Investigating even further, and guessing your typical workload :),
I believe I may have discovered the source of your large number of
divisions by 10. Changing the set of source files I was feeding
cc1 suddenly resulted in large numbers of divisions with identical
operands:
udivdi3: 18446744073709551606 10
After fun in gdb trying to deal with LD_PRELOAD, I discovered that
the culprit is libcpp/expr.c:cpp_interpret_integer. Everytime the
C/C++ preprocessor processes a number larger than a single digit it
calculates a value "max" at which it should start worrying about
overflow. This didn't show up in my earlier investigations as I
was using preprocessed source files that could be fed directly to
cc1 without include paths, etc...
I'm not sure whether its better to tweak GCC or improve __divdi3,
but there are a number of possible fixes.
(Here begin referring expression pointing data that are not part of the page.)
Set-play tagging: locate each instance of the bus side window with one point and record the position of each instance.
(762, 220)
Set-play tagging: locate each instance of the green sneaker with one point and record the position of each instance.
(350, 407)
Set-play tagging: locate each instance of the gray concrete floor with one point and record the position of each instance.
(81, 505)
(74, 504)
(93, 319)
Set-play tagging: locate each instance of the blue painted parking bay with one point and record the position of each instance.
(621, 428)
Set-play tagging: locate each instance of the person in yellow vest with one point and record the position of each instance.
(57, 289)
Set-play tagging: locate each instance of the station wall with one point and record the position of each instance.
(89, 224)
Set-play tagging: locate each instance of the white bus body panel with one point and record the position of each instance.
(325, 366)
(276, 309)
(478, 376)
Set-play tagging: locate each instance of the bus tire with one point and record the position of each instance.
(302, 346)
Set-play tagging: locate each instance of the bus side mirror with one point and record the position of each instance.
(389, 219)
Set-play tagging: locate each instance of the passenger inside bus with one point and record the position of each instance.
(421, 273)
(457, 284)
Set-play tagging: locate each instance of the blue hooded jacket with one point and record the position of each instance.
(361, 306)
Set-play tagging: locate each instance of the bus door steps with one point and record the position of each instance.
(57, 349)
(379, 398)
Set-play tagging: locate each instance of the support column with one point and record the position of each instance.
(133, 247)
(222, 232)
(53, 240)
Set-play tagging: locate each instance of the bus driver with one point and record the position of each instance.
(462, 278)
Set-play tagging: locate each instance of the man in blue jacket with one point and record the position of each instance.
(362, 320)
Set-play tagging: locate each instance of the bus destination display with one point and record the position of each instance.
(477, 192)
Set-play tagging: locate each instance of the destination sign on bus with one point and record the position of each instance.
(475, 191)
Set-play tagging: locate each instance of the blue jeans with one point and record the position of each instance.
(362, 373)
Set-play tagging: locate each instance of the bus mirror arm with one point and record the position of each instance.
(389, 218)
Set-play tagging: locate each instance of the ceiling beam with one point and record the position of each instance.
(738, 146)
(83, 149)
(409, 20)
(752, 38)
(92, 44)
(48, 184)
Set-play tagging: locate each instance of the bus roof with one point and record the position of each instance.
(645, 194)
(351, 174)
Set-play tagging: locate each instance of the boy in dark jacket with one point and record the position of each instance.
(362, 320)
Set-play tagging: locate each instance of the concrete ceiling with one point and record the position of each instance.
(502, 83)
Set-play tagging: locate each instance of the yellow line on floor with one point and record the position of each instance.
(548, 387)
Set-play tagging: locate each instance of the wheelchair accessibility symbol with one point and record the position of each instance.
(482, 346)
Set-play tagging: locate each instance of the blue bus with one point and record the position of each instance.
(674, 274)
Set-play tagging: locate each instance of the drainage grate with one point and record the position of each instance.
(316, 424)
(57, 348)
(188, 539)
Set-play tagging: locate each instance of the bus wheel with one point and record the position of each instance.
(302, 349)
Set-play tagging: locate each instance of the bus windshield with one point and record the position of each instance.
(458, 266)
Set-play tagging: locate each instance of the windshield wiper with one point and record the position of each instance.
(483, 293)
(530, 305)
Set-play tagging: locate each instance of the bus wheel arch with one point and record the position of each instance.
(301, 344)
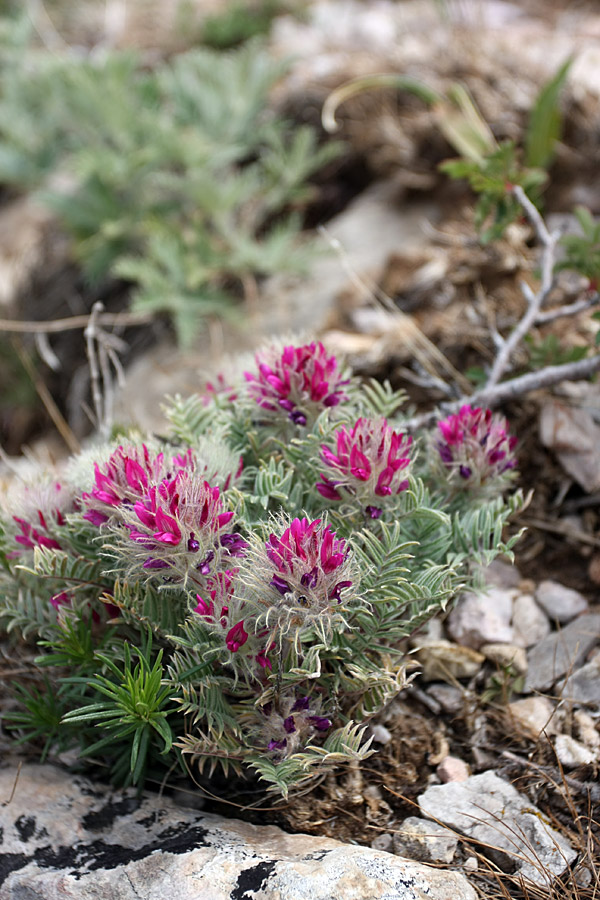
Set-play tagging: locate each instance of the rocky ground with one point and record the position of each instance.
(487, 765)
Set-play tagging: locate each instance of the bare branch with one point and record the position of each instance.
(509, 390)
(47, 399)
(570, 310)
(535, 300)
(532, 381)
(102, 348)
(75, 322)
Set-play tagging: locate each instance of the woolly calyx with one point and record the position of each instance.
(474, 450)
(296, 383)
(302, 580)
(370, 462)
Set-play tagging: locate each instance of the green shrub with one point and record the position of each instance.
(179, 179)
(237, 594)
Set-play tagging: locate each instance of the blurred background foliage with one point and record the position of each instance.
(179, 178)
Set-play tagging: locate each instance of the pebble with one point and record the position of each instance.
(445, 661)
(482, 618)
(561, 652)
(559, 602)
(529, 621)
(585, 729)
(452, 768)
(534, 715)
(505, 655)
(571, 753)
(450, 698)
(383, 842)
(381, 735)
(425, 841)
(582, 685)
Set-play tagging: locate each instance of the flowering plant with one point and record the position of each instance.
(237, 594)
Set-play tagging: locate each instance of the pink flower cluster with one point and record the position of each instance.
(46, 507)
(369, 462)
(220, 589)
(291, 725)
(300, 381)
(125, 478)
(475, 446)
(309, 560)
(170, 511)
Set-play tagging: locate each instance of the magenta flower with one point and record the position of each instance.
(61, 599)
(369, 462)
(310, 572)
(300, 381)
(236, 637)
(124, 479)
(181, 524)
(31, 537)
(43, 509)
(290, 725)
(474, 447)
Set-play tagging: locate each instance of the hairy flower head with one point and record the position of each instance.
(296, 382)
(474, 448)
(303, 579)
(182, 525)
(369, 461)
(38, 513)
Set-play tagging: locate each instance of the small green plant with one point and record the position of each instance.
(240, 22)
(237, 594)
(180, 179)
(491, 169)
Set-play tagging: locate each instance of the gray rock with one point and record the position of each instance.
(500, 574)
(425, 841)
(529, 621)
(451, 768)
(533, 715)
(571, 753)
(489, 809)
(559, 602)
(583, 685)
(482, 618)
(506, 656)
(450, 698)
(561, 652)
(445, 661)
(585, 730)
(68, 839)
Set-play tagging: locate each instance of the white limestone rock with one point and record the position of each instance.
(572, 753)
(533, 715)
(560, 603)
(489, 809)
(65, 838)
(445, 661)
(479, 619)
(425, 841)
(530, 623)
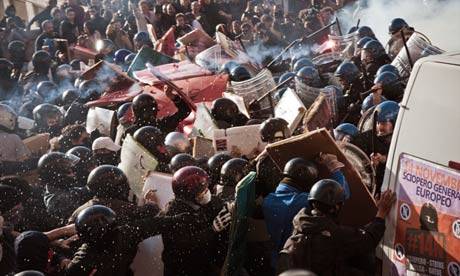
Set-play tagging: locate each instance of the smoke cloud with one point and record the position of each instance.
(437, 19)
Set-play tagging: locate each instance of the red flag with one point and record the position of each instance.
(166, 44)
(174, 71)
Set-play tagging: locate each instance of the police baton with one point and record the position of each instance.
(293, 43)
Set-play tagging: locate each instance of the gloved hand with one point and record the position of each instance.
(222, 220)
(330, 161)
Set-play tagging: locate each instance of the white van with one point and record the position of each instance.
(423, 168)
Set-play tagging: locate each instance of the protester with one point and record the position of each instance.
(102, 101)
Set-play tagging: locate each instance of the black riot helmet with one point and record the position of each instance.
(44, 114)
(347, 71)
(215, 164)
(55, 168)
(239, 73)
(69, 96)
(387, 68)
(274, 129)
(327, 192)
(224, 109)
(308, 75)
(87, 85)
(29, 273)
(108, 181)
(233, 171)
(396, 25)
(41, 60)
(85, 164)
(365, 31)
(145, 107)
(6, 68)
(391, 85)
(374, 49)
(17, 49)
(150, 138)
(301, 171)
(47, 89)
(181, 160)
(94, 223)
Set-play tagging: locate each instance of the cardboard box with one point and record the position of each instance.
(360, 209)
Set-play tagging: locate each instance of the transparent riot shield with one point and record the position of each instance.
(361, 163)
(307, 94)
(418, 46)
(328, 62)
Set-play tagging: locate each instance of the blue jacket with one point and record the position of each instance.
(281, 206)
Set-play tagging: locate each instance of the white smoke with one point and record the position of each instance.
(437, 19)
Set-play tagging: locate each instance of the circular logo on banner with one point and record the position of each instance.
(453, 269)
(456, 228)
(404, 211)
(400, 251)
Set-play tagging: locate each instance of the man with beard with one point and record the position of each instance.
(145, 109)
(106, 152)
(48, 119)
(62, 196)
(377, 143)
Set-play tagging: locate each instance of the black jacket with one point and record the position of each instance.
(319, 244)
(166, 124)
(197, 251)
(114, 255)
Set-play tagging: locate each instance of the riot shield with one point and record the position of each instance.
(418, 47)
(345, 45)
(307, 94)
(255, 88)
(366, 121)
(361, 163)
(328, 62)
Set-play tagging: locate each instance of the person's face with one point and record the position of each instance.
(52, 121)
(180, 21)
(185, 3)
(145, 7)
(236, 27)
(170, 10)
(384, 128)
(117, 26)
(49, 28)
(195, 7)
(71, 16)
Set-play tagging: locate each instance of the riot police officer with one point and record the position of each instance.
(145, 109)
(48, 119)
(332, 248)
(215, 164)
(230, 174)
(268, 174)
(373, 56)
(396, 43)
(177, 142)
(226, 113)
(142, 39)
(349, 76)
(41, 61)
(152, 139)
(110, 188)
(388, 85)
(62, 196)
(181, 160)
(292, 193)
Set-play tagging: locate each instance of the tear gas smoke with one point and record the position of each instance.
(437, 19)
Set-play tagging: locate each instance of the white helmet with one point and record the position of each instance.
(8, 117)
(177, 142)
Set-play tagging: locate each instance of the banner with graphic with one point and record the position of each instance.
(427, 234)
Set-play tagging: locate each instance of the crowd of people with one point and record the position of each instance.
(78, 216)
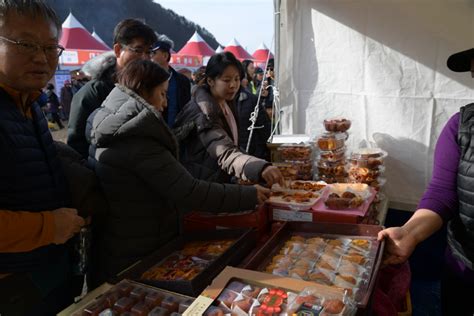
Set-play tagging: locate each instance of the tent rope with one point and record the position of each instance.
(254, 115)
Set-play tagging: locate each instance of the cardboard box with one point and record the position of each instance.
(257, 220)
(207, 297)
(244, 242)
(288, 229)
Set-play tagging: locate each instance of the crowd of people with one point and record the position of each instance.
(146, 145)
(123, 173)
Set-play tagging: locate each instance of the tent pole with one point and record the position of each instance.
(276, 128)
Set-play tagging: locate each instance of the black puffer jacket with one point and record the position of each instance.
(89, 98)
(146, 186)
(207, 147)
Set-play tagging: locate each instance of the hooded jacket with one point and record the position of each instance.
(147, 188)
(207, 146)
(102, 70)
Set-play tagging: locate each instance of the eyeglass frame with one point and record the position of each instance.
(138, 51)
(59, 49)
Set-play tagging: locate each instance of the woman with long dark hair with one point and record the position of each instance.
(208, 131)
(134, 154)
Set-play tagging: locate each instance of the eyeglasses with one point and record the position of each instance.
(30, 48)
(140, 51)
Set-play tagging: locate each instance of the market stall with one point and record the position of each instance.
(311, 249)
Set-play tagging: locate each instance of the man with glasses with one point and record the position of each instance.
(132, 40)
(35, 223)
(179, 89)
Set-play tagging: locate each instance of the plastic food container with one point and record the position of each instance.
(131, 298)
(339, 255)
(295, 151)
(331, 141)
(368, 157)
(337, 124)
(377, 183)
(333, 155)
(314, 186)
(332, 169)
(346, 196)
(288, 171)
(293, 199)
(313, 301)
(332, 179)
(241, 297)
(365, 174)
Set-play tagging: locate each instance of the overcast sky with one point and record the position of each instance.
(249, 21)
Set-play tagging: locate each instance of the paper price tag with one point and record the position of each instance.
(199, 306)
(291, 216)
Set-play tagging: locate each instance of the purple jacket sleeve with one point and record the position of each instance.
(441, 195)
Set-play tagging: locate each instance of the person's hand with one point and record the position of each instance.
(66, 224)
(272, 175)
(399, 244)
(262, 194)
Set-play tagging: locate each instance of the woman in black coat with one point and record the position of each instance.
(135, 159)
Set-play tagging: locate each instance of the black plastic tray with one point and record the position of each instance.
(245, 240)
(289, 228)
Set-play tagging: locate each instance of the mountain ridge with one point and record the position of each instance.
(98, 15)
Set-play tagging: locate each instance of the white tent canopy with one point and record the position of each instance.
(381, 64)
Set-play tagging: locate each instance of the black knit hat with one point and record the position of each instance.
(461, 62)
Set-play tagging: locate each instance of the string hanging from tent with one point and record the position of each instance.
(254, 115)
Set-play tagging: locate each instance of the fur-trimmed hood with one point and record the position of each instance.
(126, 114)
(101, 67)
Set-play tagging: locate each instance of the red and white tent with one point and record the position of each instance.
(79, 43)
(239, 52)
(260, 55)
(194, 54)
(97, 37)
(196, 46)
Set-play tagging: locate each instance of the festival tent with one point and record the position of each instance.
(260, 55)
(97, 37)
(239, 52)
(381, 64)
(79, 43)
(194, 53)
One is to move the
calculation of max a little earlier into the earlier clauses that
set base.
i.e. from
if ((type & CPP_N_RADIX) == CPP_N_OCTAL)
{
base = 8;
p++;
}
else if ((type & CPP_N_RADIX) == CPP_N_HEX)
{
base = 16;
p += 2;
}
/* We can add a digit to numbers strictly less than this without
needing the precision and slowness of double integers. */
max = ~(cpp_num_part) 0;
if (precision < PART_PRECISION)
max >>= PART_PRECISION - precision;
max = (max - base + 1) / base + 1;
into
max = ~(cpp_num_part) 0;
if (precision < PART_PRECISION)
max >>= PART_PRECISION - precision;
if ((type & CPP_N_RADIX) == CPP_N_OCTAL)
{
max = (max - 7) / 8 + 1;
base = 8;
p++;
}
else if ((type & CPP_N_RADIX) == CPP_N_HEX)
{
max = (max - 15) / 16 + 1;
base = 16;
p += 2;
}
else
max = (max - 9) / 10 + 1;
But an even better alternative is to realize that PART_PRECISION is
a compile-time constant, and CPP_OPTION (pfile, precision) is a
run-time constant, meaning that max8, max10 and max16 should all be
constants across a compilation unit and could be calculated once
and stored in cpp_reader (or statically).